McMaster University, Hamilton, Canada.
McMaster Children's Hospital, Hamilton, Canada.
Pediatr Obes. 2024 Nov;19(11):e13169. doi: 10.1111/ijpo.13169. Epub 2024 Sep 6.
To summarize the literature on pharmacotherapy for managing paediatric obesity.
A systematic review and meta-analysis were conducted of randomized controlled trials (RCTs) with <18-year-olds of pharmacotherapeutic agents published up to November 2022. Estimates of effect for outcomes were presented relative to minimal important differences and GRADE certainty of evidence. We examined data on patient/proxy-reported outcome measures (PROMs), cardiometabolic risk factors, anthropometry and adverse events (AEs).

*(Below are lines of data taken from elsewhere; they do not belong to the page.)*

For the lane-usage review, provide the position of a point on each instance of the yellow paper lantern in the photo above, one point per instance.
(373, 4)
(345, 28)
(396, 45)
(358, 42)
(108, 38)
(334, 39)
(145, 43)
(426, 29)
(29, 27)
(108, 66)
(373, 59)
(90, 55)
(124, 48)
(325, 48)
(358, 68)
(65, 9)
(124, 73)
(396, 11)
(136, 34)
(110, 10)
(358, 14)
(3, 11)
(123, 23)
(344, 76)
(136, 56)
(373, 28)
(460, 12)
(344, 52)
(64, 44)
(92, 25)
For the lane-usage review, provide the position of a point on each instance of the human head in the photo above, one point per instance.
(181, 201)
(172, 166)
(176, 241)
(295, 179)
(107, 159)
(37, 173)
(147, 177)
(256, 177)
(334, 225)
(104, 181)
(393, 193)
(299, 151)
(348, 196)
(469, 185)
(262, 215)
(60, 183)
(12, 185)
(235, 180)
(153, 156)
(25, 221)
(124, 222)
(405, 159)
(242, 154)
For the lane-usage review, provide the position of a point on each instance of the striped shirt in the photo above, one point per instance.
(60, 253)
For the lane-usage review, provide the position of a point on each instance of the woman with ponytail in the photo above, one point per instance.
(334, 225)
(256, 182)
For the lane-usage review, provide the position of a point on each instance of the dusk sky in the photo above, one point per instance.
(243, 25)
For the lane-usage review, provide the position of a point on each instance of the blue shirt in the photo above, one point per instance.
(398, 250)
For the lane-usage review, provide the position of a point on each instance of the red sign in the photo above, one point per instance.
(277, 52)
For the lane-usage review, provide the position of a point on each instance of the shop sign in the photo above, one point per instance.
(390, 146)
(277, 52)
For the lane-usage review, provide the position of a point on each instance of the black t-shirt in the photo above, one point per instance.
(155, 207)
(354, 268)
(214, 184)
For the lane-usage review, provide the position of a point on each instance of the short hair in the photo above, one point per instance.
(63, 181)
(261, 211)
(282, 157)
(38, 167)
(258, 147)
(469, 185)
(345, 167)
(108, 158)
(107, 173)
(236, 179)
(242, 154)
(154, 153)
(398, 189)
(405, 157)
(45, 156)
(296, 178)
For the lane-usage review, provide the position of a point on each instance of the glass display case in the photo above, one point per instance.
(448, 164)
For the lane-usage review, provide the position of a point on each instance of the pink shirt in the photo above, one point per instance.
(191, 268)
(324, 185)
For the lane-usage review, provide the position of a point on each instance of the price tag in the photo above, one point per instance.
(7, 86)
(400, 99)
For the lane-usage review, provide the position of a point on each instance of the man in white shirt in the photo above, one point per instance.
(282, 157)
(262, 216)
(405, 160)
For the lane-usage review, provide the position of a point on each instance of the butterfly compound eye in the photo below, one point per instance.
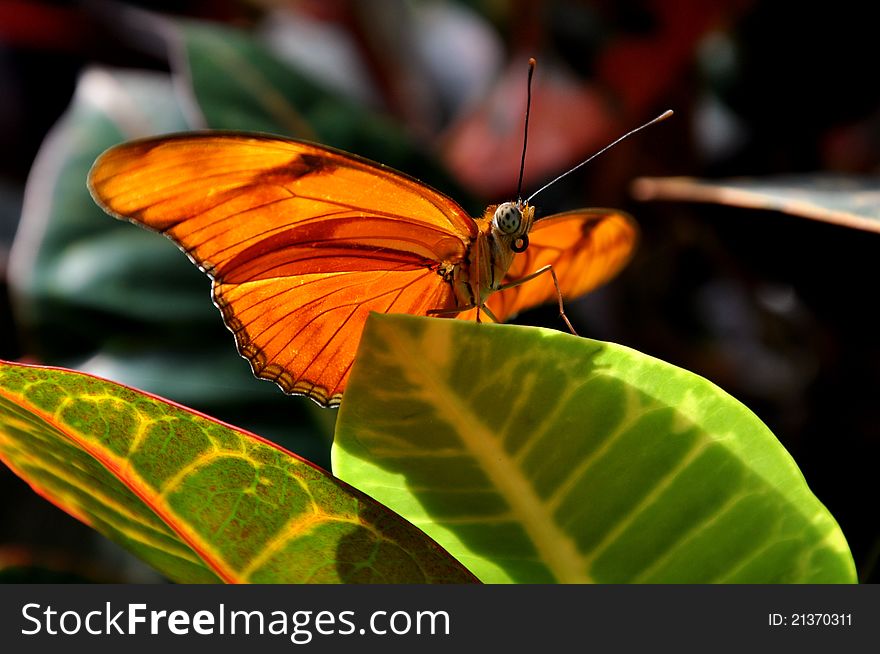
(507, 218)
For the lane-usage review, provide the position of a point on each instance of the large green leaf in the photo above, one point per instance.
(849, 200)
(197, 499)
(537, 456)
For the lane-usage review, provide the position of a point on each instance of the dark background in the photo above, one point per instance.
(779, 311)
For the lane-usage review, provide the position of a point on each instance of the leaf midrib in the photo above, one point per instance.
(555, 547)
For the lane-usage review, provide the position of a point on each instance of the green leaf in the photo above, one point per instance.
(197, 499)
(537, 456)
(847, 200)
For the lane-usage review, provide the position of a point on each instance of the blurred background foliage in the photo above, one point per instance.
(775, 309)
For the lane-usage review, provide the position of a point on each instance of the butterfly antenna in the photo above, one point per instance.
(666, 114)
(522, 161)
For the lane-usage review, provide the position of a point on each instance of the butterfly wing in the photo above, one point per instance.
(586, 247)
(301, 242)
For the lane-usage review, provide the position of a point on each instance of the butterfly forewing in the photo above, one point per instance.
(301, 241)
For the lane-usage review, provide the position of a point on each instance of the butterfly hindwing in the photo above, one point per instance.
(301, 241)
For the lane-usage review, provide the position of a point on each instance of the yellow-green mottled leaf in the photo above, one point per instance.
(537, 456)
(844, 200)
(197, 499)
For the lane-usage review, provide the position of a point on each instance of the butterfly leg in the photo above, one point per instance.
(541, 271)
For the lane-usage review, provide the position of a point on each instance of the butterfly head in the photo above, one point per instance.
(511, 223)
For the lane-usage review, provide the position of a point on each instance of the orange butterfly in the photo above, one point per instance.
(302, 241)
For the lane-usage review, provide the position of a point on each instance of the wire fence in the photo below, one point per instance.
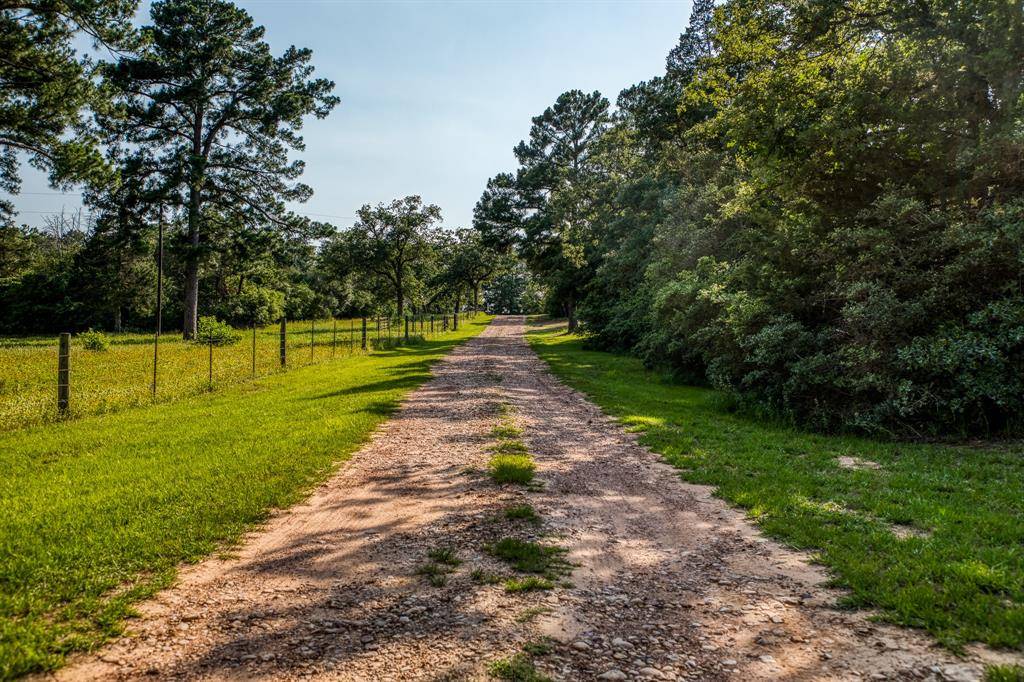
(46, 379)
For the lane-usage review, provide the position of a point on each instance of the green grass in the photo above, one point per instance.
(1005, 674)
(96, 513)
(933, 538)
(530, 557)
(516, 669)
(527, 584)
(512, 469)
(522, 513)
(122, 376)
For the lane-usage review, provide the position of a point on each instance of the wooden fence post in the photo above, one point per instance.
(284, 342)
(64, 374)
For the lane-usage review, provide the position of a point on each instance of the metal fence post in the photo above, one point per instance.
(64, 374)
(284, 342)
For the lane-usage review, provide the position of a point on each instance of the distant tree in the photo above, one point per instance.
(473, 262)
(556, 183)
(219, 113)
(45, 86)
(388, 241)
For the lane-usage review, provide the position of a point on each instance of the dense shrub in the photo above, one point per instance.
(816, 209)
(211, 330)
(254, 305)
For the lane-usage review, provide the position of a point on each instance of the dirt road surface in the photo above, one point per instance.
(669, 582)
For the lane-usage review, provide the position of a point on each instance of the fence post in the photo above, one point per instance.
(64, 374)
(284, 342)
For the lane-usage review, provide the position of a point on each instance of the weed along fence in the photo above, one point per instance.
(47, 379)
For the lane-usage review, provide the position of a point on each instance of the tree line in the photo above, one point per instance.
(190, 125)
(816, 208)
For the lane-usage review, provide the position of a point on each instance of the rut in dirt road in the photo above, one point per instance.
(669, 583)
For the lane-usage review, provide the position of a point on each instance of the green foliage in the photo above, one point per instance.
(205, 470)
(516, 669)
(45, 86)
(791, 215)
(530, 557)
(94, 340)
(211, 330)
(522, 513)
(255, 305)
(930, 539)
(186, 101)
(512, 469)
(1004, 674)
(527, 584)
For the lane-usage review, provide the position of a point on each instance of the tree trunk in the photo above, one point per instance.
(399, 292)
(192, 269)
(190, 322)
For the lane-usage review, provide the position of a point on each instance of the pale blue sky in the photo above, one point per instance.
(434, 95)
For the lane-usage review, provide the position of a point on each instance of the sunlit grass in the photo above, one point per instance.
(931, 538)
(98, 512)
(122, 377)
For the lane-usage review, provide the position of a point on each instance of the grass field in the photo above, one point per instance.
(97, 513)
(122, 376)
(931, 536)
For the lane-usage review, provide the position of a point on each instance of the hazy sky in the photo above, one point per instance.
(434, 95)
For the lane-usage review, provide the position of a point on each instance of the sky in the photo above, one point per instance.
(434, 95)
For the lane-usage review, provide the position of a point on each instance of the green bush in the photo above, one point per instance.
(212, 330)
(254, 305)
(92, 340)
(512, 469)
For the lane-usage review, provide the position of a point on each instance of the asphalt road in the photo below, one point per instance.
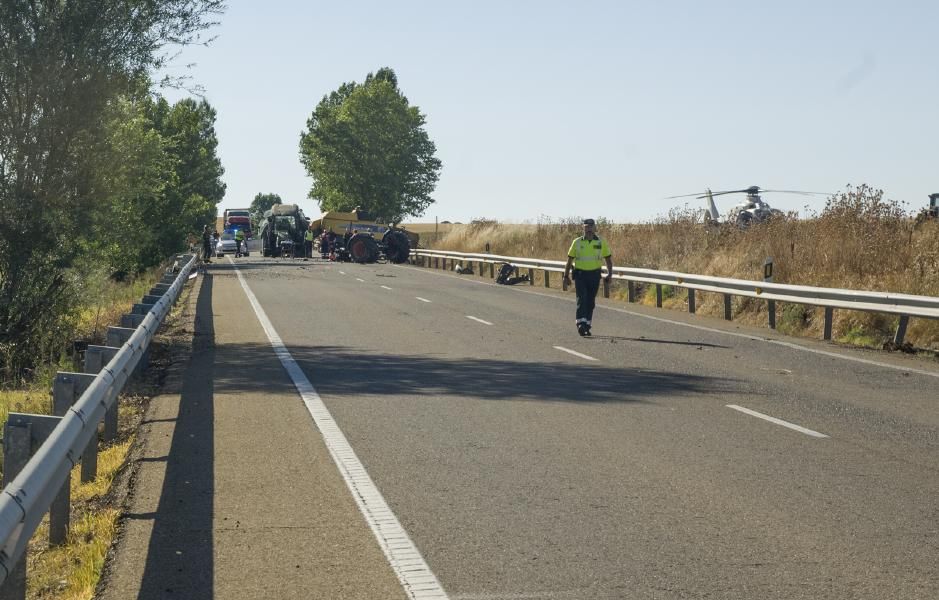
(527, 462)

Overall, 35 RCTs were included. Trials examined metformin (n = 26), glucagon-like peptide-1 receptor agonists (GLP1RAs) (n = 7) and a lipase inhibitor (orlistat; n = 2). Intervention duration varied (3-24 months). Metformin had little to no benefit on PROMs (e.g., health-related quality of life [HRQoL]; 6 RCTs), moderate reductions in triglycerides, a moderate decline in insulin resistance, a small to moderate decline in BMI z-score (BMIz) and a moderate increase in mild to moderate gastrointestinal AEs. Response to GLP1RAs was heterogeneous and results of subgroup analysis demonstrated variability of impact. Liraglutide (2 RCTs) resulted in a small reduction in HOMA-IR and BMIz, but little to no benefit on other outcomes. Exenatide (4 RCTs) had a moderate reduction on blood pressure and a small decrease in BMIz with little to no benefit on other outcomes. Semaglutide (1 RCT) had a small benefit on HRQoL, a small reduction on SBP, a moderate reduction on total cholesterol and LDL-cholesterol, a large reduction on triglyceride, and a very large decline in BMIz accompanied by a small increase in mild to moderate gastrointestinal AEs. Orlistat had a moderate reduction in DBP and little to no benefit in other outcomes measured, but had a very large increased risk of mild to moderate gastrointestinal AEs. Serious AEs were rare and for interventions with sufficent AE reporting, were considered not likely attributable to the interventions.
Few studies examined the impact of pharmacotherapy on PROMs. There is evidence that metformin and GLP1RAs lead to important improvements in cardiometabolic and anthropometric outcomes while accompanied by mild to moderate AEs. Long-term effectiveness and safety of GLP1RAs remain to be evaluated.
总结治疗儿科肥胖症的药物治疗文献。
对截至 2022 年 11 月发表的关于 18 岁以下儿童药物治疗的随机对照试验(RCT)进行系统评价和荟萃分析。根据最小重要差异和 GRADE 证据确定性,报告了结局的效应估计值。我们检查了患者/代理报告的结局测量(PROMs)、心血管代谢风险因素、人体测量和不良事件(AE)的数据。
共有 35 项 RCT 纳入。试验研究了二甲双胍(n=26)、胰高血糖素样肽-1 受体激动剂(GLP1RAs)(n=7)和脂肪酶抑制剂(奥利司他;n=2)。干预持续时间不同(3-24 个月)。二甲双胍对 PROMs(如健康相关生活质量 [HRQoL];6 项 RCT)几乎没有益处,适度降低甘油三酯,适度降低胰岛素抵抗,适度降低 BMIz,适度增加轻度至中度胃肠道 AE。GLP1RA 的反应具有异质性,亚组分析结果表明影响的可变性。利拉鲁肽(2 项 RCT)导致 HOMA-IR 和 BMIz 略有降低,但对其他结局几乎没有益处。艾塞那肽(4 项 RCT)适度降低血压,BMIz 略有下降,其他结局几乎没有益处。司美格鲁肽(1 项 RCT)对 HRQoL 有较小的益处,SBP 有较小的降低,总胆固醇和 LDL 胆固醇有适度的降低,甘油三酯有较大的降低,BMIz 有很大的降低,轻度至中度胃肠道 AE 有小的增加。奥利司他适度降低舒张压,对其他测量的结局几乎没有益处,但轻度至中度胃肠道 AE 的风险显著增加。严重不良事件很少见,对于具有足够 AE 报告的干预措施,认为不太可能归因于干预措施。
很少有研究考察药物治疗对 PROMs 的影响。有证据表明,二甲双胍和 GLP1RA 可导致心血管代谢和人体测量结局的重要改善,同时伴有轻度至中度 AE。GLP1RA 的长期有效性和安全性仍有待评估。